Difficult search continues in aftermath of mudslides
MONTECITO, CALIF. >> The death toll from the mudslides in a California coastal town rose to 19 on Saturday but a man who had also been on the list of missing persons was located alive, authorities said.
The body of Morgan Christine Corey, 25, was found in mud and debris in Montecito, Santa Barbara County Sheriff Bill Brown said. Her 12-year-old sister, Sawyer, had been found dead earlier. Another person who had been on the list of missing, 62-year-old Delbert Weltzin, was found alive and well, Brown said without elaborating on the circumstances. The two developments reduced the number of missing from seven to five. “While every hour it remains less likely that we will find anyone alive, there is always hope,” Brown said. The backbreaking work went on through the day under sunny skies on this stretch of Santa Barbara County coast about 90 miles northwest of Los Angeles. Long-range forecasts gave the crews about a week before the next chance of rain — and potential new mudslides — although the precipitation anticipated Friday is expected to be disorganized and light. Another system is possible two days later. Much of the community of about 9,000 remained under mandatory evacuation orders, even unscathed areas, as crews both removed debris and worked to restore water, sanitation, power and gas. All warnings and orders for neighboring Summerland and Carpinteria were lifted. Tanker trucks sucked muddy water from flooded sections of U.S. 101, the only direct major artery between Los Angeles and the Santa Barbara region and an important route for many people who work in the Santa Barbara region but live down the coast in Ventura County.
The California Department of Transportation abandoned an estimate of reopening the highway on Monday and said it was not known when the closure would be lifted. Amtrak, which began restoring rail service two days after the flood, was adding cars to trains because of heavy demand. Two boat companies that normally take tourists out to Channel Islands National Park and on whale-watching excursions were ferrying people between the Ventura and Santa Barbara harbors.
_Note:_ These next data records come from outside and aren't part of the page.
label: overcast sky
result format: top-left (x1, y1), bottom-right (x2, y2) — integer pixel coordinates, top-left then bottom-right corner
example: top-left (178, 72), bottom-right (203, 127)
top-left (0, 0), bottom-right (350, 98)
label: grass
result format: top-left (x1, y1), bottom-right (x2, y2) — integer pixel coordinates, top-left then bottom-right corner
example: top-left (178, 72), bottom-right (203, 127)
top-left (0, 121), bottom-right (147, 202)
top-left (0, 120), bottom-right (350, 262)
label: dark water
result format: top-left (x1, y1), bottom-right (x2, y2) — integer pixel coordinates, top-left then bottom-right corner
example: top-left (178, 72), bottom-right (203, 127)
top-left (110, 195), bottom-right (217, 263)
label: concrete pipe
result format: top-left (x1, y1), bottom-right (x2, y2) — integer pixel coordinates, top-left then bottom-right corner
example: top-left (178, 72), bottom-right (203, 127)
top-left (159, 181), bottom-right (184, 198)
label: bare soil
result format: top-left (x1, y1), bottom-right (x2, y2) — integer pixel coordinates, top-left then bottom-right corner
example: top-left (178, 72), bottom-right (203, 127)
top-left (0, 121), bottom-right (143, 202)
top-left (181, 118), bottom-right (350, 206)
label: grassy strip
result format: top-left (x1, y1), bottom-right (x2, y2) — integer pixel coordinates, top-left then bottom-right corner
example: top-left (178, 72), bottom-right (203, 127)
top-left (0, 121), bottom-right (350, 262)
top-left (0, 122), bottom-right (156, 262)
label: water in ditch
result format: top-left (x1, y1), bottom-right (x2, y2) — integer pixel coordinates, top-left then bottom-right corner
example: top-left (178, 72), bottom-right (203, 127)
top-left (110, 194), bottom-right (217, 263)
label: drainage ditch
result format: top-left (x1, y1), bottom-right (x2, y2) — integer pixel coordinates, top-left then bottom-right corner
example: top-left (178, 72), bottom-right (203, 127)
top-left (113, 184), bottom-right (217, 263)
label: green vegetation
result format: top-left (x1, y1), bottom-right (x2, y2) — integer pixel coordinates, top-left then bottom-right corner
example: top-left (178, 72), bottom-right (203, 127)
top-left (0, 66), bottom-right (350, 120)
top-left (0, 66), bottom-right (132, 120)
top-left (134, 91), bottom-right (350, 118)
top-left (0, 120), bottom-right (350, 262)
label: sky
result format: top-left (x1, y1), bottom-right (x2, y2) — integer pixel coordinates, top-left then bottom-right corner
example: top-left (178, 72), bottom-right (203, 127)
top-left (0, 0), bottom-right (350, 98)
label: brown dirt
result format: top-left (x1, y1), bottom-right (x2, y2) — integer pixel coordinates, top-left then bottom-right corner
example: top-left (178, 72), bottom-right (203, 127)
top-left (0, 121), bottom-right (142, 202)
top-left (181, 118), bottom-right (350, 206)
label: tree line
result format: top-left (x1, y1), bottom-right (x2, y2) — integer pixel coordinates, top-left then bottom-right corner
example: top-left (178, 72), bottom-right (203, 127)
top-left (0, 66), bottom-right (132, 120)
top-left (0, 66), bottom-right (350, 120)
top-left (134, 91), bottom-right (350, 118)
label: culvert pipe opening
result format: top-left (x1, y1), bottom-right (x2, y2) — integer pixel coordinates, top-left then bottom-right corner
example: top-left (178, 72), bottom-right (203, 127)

On land, local, state and federal agencies were conducting simultaneous recovery efforts, the Santa Barbara County Public Works Department said. That included clearing
roads, drainage channels and debris basins that are intended to catch mudflows. Emergency permits were obtained to dump up to 300,000 cubic yards of sediment into the surf line on beaches in Goleta and Carpinteria.
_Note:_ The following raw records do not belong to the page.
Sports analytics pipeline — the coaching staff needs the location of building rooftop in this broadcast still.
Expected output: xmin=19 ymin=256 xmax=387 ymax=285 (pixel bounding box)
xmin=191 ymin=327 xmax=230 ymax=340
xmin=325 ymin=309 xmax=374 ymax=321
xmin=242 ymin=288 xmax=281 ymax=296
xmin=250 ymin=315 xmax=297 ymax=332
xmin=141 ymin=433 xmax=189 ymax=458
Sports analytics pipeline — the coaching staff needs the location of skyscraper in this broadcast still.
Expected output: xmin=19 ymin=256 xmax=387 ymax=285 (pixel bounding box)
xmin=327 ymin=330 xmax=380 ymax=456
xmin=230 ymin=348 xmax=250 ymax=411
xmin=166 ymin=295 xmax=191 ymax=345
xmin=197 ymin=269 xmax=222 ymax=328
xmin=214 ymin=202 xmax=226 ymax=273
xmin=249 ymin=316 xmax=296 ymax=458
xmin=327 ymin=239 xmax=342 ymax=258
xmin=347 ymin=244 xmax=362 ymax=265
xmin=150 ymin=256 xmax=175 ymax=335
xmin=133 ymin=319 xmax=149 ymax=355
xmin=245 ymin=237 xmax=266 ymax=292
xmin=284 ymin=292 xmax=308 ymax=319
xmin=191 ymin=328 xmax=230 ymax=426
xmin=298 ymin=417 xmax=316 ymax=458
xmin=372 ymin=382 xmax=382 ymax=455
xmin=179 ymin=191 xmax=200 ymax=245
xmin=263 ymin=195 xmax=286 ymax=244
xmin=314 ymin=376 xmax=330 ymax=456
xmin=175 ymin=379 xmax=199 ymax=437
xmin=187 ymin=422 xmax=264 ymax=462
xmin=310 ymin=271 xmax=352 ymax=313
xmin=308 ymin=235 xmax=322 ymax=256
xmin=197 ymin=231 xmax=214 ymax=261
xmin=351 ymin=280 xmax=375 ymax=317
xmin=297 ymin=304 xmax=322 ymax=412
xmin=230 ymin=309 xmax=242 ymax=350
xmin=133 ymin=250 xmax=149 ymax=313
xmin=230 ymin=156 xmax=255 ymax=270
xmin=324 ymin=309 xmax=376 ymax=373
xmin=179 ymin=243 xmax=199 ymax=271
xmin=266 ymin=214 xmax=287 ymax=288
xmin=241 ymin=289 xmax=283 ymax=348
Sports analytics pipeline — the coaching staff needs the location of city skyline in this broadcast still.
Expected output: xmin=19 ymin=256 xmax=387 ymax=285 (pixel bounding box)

The department said the sediment would only consist of wet or dry dirt or mud without rocks, debris or vegetation, and inspectors would refuse any truckload containing unpermitted materials. Occasional rocks would be set aside by hand for disposal.
In the disaster impact zone, searchers used chain saws and rakes to remove logs and sift through what was left of multimilliondollar homes. Crews with backhoes and jackhammers pulverized enormous boulders that were left when the torrents stopped. Orange markings left on doors indicated which homes had already been searched.
In one of the hardest hit areas, a silver Mercedes-Benz, its front and rear fenders destroyed, sat atop a tree stump, the only thing left where a home once sat. Rescuers said they would search every piece of debris and pile of dirt to look for the missing.
Capt. Tom Henzgen, leader of a team from the Los Angeles Fire Department, pointed to a nearly empty lot. “This house is across the street now so we have to search these piles where people could’ve potentially floated into,” he said.
Each member of his team is given a section and must reduce any piles to ground level. “We’re going to tear them apart piece by piece and search each pile thoroughly and make sure there’s nobody in there,” Henzgen said.
“We have to do whatever it takes.”
At a destroyed residence where 14-year-old Lauren Cantin was rescued Tuesday, fire crews moved pieces of the roof, wood and concrete by hand as they looked for any sign of her missing 17-year-old brother. The fire that led to the floods erupted Dec. 4 in Ventura County and destroyed more than 1,000 structures as it swept through the city of Ventura and then threatened Carpinteria, Summerland and Santa Barbara. At 440 square miles, it became the largest wildfire in California records.
Colette Layton of the Atascadero Fire Department searched a home in Montecito, Calif., Saturday. Five people remain missing four days after mudslides buried homes in this stretch of Santa Barbara County.